Personal information
- Date of birth: 22 July 1953 (age 73)
- Place of birth: Spalbeek, Belgium
- Height: 1.83 m (6 ft 0 in)
- Position: Midfielder

Senior career*
- Years: Team / Apps / (Gls)
- 1971–1974: KSC Hasselt
- 1974–1981: Club Brugge / 233 / (63)
- 1981–1983: Genoa / 28 / (0)
- 1983–1986: Anderlecht / 94 / (13)
- 1986–1987: Blau-Weiß 1890 Berlin / 24 / (0)
- 1987–1989: Gent / 41 / (1)

International career
- 1975–1986: Belgium / 50 / (3)

Managerial career
- 1989–1993: Gent
- 1993–1994: Standard Liège
- 1994–1997: R.W.D. Molenbeek
- 1997: Anderlecht
- 2000: Mainz 05
- 2002–2004: Twente
- 2004–2005: Genk
- 2006–2009: Belgium

Medal record
Men's football
Representing Belgium
UEFA European Championship
| Runner-up | 1980 Italy |  |

= René Vandereycken =

Belgian football player and manager

René Vandereycken (born 22 July 1953) is a Belgian retired professional footballer and manager. During his playing career, he played as a midfielder. He was the head coach of the Belgium national team from 2006 to 2009.

==Club career==
Vandereycken was born in Spalbeek. He played for Club Brugge, Genoa and Anderlecht.

==International career==
Vandereycken earned 50 caps and scored three goals for the Belgium national team. He represented the country at the 1980 UEFA European Championship, where they reached the final, in which he scored a penalty in a 2–1 loss to West Germany.

==Coaching career==
Vandereycken coached Twente as well as Anderlecht for some months and was fired by Genk in June 2005 after he managed to qualify the team for the UEFA Cup. He also managed Gent, Standard Liège, RWD Molenbeek and Mainz 05. Vandereycken is known to like the defensive play and to be a tactician.

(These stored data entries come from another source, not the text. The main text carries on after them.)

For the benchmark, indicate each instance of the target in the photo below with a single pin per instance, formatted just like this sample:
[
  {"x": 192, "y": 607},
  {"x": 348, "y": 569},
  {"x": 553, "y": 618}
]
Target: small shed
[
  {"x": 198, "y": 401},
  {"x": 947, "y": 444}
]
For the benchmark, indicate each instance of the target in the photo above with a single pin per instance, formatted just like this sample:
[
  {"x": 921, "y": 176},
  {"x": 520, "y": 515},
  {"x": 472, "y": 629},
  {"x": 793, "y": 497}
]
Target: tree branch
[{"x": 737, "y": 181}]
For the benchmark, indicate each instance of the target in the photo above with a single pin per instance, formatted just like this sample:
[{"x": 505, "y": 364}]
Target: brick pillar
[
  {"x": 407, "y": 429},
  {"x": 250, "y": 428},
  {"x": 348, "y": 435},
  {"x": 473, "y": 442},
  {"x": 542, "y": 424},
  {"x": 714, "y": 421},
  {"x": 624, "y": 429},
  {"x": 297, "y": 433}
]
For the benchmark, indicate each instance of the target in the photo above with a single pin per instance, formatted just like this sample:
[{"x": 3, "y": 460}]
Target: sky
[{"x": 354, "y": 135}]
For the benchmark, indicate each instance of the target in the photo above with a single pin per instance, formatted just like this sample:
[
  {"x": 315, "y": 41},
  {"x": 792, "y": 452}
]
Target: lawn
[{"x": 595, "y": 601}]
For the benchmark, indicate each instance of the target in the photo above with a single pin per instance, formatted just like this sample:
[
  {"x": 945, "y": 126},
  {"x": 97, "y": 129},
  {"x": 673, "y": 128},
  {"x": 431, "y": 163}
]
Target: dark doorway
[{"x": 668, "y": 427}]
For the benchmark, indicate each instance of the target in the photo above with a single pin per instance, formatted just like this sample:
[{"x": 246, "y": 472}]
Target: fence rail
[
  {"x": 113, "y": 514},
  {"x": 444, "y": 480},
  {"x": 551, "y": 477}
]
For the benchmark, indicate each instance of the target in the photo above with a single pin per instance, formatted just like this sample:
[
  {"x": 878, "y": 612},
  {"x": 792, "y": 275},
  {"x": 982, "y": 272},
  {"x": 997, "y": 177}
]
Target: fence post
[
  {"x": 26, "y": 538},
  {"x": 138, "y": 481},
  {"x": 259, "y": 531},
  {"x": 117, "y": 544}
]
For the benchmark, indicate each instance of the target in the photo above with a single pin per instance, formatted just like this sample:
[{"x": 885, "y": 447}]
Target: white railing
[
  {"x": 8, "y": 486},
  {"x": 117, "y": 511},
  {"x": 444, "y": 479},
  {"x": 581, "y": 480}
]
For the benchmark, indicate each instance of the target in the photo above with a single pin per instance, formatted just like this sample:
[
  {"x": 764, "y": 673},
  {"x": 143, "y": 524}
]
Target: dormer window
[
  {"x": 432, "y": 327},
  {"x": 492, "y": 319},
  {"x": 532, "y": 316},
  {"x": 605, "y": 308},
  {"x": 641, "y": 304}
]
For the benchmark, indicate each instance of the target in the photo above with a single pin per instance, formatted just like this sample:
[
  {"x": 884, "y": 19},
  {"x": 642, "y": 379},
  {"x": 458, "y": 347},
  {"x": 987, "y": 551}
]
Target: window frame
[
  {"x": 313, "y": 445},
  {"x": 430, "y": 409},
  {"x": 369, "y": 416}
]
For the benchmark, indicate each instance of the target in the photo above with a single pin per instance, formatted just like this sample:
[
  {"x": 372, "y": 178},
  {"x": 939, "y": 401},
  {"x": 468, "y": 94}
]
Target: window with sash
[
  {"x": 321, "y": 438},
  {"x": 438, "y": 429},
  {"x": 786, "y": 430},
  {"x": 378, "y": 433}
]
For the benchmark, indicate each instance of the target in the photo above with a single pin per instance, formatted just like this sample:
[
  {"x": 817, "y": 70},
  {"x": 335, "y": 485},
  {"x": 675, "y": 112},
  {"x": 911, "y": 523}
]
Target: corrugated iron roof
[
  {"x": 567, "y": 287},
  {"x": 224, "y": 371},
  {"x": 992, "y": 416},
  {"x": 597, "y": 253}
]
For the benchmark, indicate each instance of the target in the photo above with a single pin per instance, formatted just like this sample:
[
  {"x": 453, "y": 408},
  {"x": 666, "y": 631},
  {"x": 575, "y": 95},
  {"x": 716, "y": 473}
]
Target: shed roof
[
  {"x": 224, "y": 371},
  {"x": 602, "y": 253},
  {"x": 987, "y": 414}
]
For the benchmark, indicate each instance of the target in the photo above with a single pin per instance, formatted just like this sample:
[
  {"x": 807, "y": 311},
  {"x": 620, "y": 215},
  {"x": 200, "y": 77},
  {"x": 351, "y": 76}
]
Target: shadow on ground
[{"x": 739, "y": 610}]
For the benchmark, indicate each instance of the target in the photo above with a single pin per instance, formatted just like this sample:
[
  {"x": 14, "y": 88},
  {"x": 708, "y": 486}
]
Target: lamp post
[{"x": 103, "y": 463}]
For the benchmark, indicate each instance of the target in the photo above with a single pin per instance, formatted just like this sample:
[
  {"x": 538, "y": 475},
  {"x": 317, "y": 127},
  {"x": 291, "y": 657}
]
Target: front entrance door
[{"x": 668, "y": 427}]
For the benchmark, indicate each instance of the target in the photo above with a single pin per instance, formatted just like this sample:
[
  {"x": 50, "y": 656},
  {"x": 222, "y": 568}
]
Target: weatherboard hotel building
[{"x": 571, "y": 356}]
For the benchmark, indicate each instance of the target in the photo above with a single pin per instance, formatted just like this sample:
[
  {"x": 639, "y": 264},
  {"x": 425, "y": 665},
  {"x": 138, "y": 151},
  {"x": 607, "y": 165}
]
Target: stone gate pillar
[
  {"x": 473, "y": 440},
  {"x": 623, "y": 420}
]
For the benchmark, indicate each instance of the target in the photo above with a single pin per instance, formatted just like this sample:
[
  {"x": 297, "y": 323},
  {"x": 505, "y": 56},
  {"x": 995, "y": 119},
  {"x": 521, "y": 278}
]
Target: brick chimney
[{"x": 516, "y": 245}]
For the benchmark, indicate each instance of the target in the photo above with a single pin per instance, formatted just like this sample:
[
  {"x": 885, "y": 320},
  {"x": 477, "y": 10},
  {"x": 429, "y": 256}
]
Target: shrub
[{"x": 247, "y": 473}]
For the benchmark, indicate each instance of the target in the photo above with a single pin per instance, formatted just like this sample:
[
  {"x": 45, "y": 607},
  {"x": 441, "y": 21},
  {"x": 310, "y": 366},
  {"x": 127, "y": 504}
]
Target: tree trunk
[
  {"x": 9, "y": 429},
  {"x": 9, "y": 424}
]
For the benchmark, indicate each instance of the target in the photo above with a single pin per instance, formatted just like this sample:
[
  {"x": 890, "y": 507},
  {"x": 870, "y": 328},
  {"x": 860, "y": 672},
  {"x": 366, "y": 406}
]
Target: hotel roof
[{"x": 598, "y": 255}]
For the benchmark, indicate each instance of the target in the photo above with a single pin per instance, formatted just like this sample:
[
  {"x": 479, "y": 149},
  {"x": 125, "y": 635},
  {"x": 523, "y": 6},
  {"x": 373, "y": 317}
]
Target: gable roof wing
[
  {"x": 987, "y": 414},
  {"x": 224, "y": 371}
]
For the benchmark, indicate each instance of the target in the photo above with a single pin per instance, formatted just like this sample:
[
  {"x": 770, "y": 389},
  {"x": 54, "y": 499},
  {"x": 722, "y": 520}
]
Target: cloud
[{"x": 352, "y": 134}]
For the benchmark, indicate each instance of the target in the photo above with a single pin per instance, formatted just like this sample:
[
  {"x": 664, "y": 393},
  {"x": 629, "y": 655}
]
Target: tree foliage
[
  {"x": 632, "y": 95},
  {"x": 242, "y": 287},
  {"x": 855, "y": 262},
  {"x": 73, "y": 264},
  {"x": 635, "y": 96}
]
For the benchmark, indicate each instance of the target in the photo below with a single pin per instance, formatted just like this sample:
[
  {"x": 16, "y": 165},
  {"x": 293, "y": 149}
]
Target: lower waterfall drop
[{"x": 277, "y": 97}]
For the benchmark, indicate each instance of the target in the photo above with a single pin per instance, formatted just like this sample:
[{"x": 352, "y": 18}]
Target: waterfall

He was the head coach of the Belgium national team from January 2006 to April 2009. During this time, he was subject to criticism in the press for his tactical decisions. He was sacked on 7 April 2009 following poor results in their 2010 FIFA World Cup qualifying campaign, including two back-to-back losses against Bosnia and Herzegovina.

==Career statistics==
===International===

Appearances and goals by national team and year
| National team | Year | Apps | Goals |
| Belgium | 1975 | 1 | 0 |
| 1976 | 2 | 0 |
| 1977 | 3 | 0 |
| 1978 | 4 | 0 |
| 1979 | 7 | 1 |
| 1980 | 11 | 2 |
| 1981 | 5 | 0 |
| 1982 | 2 | 0 |
| 1983 | – |  |
| 1984 | 6 | 0 |
| 1985 | 5 | 0 |
| 1986 | 4 | 0 |
| Total |  | 50 | 3 |

Scores and results list Belgium's goal tally first, score column indicates score after each Vandereycken goal.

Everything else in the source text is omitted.